Kılıçdaroğlu, “Biz Yalovalılar için, 17 Ağustos 1999 Marmara Depremi’nin yıl dönümünden ötürü hüzünlü bir gün. Bilhassa gençlerin ve çocukların farkındalığının artırabilmesi maksadıyla, vilayet bazında afet eğitim okullarının kurulmasına yönelik bir proje size sunulsa bu bahisle ilgili fikriniz ne olurdu?” sorusuna ise şu cevabı verdi:
- Böyle bir proje sunulursa son derece keyifli oluruz. Ancak bunun bir adım ötesine geçmemiz gerekiyor. Bütün okullarda, bilhassa sarsıntı riskinin yüksek olduğu yerlerdeki bütün okullarda; zelzele olduğunda davranışlarımız, hareketlerimiz nasıl olacaktır, bunların öğretilmesi lazım. Hasebiyle bütün öğrenciler de bunu öğrencilerdir.

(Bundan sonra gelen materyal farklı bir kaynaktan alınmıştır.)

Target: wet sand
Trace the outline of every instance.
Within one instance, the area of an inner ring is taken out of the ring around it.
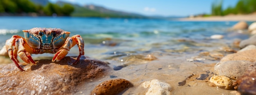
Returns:
[[[230,15],[224,16],[187,17],[179,19],[178,20],[184,21],[256,21],[256,13],[249,15]]]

- Basın mensuplarına şunu da söyleyeyim, şurada baktım, arkadaşınız soruları yanıtlamış, altında karşılıkları var mı diye. Lakin cevapları yokmuş.
Soruyu soran genç ise “Burada karşılıklar yok. Zira biz gençler olarak tüm karşılıklar aklımızda. Siz kıymetli büyüklerimizden fikirlerini alıp akabinde projelerle hayata geçirmek istiyoruz” dedi.

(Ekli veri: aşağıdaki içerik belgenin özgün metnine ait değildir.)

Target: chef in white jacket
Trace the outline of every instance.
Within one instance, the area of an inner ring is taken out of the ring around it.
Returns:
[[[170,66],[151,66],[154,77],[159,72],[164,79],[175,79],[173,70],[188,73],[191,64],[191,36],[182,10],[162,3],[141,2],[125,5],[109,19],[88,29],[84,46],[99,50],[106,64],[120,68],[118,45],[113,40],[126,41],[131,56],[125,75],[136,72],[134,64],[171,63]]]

Kılıçdaroğlu, “İktidar olduğunuzda sizin önderliğinizde Yalova’da yatırım ataklarınız nasıl olacak” sorusuna şu karşılığı verdi:
- Yalova’yı yalnızca Yalova olarak düşünmeyin. Tekirdağ’dan başlayıp Sakarya’ya kadar olan zincirin birlikte ele alınması lazım. Yatırımların bu çerçeve içerisinde kendi özelliklerine nazaran dağıtılması lazım. Kimi yatırımların bu bölgede hiç olmaması lazım. Onların Anadolu’ya kaydırılması lazım. Tekirdağ’dan başlayıp İstanbul’a oradan Kocaeli’ye, Yalova’ya kadar bunların birebir vakitte entelektüel, kültür kentleri olmaları gerekiyor. Bu bölgenin kendine has bir yapısı var. Fevkalâde verimli toprakları var. Kentin büyük kısmı zati ormanlardan oluşuyor. Belediye liderimize sordum Vefa beyefendiye, ‘Ormanlar nasıl gidiyor’ diye; ormanlar korunuyor ve halk da ormanları sahiplenmiş durumda.
- Dolayısıyla bu çerçevede baktığımızda yatırımların Anadolu’ya kaydırılması lazım, bilhassa Tuzla’dan başlayıp Kocaeli ve Yalova ortasında gemicilik endüstrinin gelişmesi gerekiyor. Burada da değerli bir potansiyel var ve bu potansiyelde çalışacak olan çok sayıda çalışanımız var. İş kazaları da oluyor, hayatlarını kaybedenler var, iş güvenliğinin sağlanması lazım. Birebir vakitte bu bölgede iş kısmının de yapılması lazım.
- İşin özü şu: Her şeyi Türkiye’yi düşünerek ve planlayarak yapmak lazım. Kaynaklarımızı da planlı harcamak zorundayız, aksi halde israfa yol açarız ve kaynak savurganlığı çıkar ortaya şayet biz kaynakları verimli ve yerli yerinde kullanabilirsek hem üretimi artırırız, hem istidam yaratırız, hem Türkiye’nin büyümesinde eşit şartlar sağlayarak katkıda bulunmuş oluruz. Böylelikle iç göçün de büyük ölçüde önüne geçmiş oluruz. Yani Erzurum’dan buraya geliyor beşerler zira Erzurum’da yapacak bir iş yok. Ağrı’dan, Şanlıurfa’dan, Kayseri’den, Yozgat’tan gelenler var, münasebetiyle onların kendi vilayetlerinde çok daha düzgün şartlar yaratılabilse, istihdam alanı yaratılabilse ve onlar buraya turist olarak gelseler, gezseler çok daha âlâ olacak.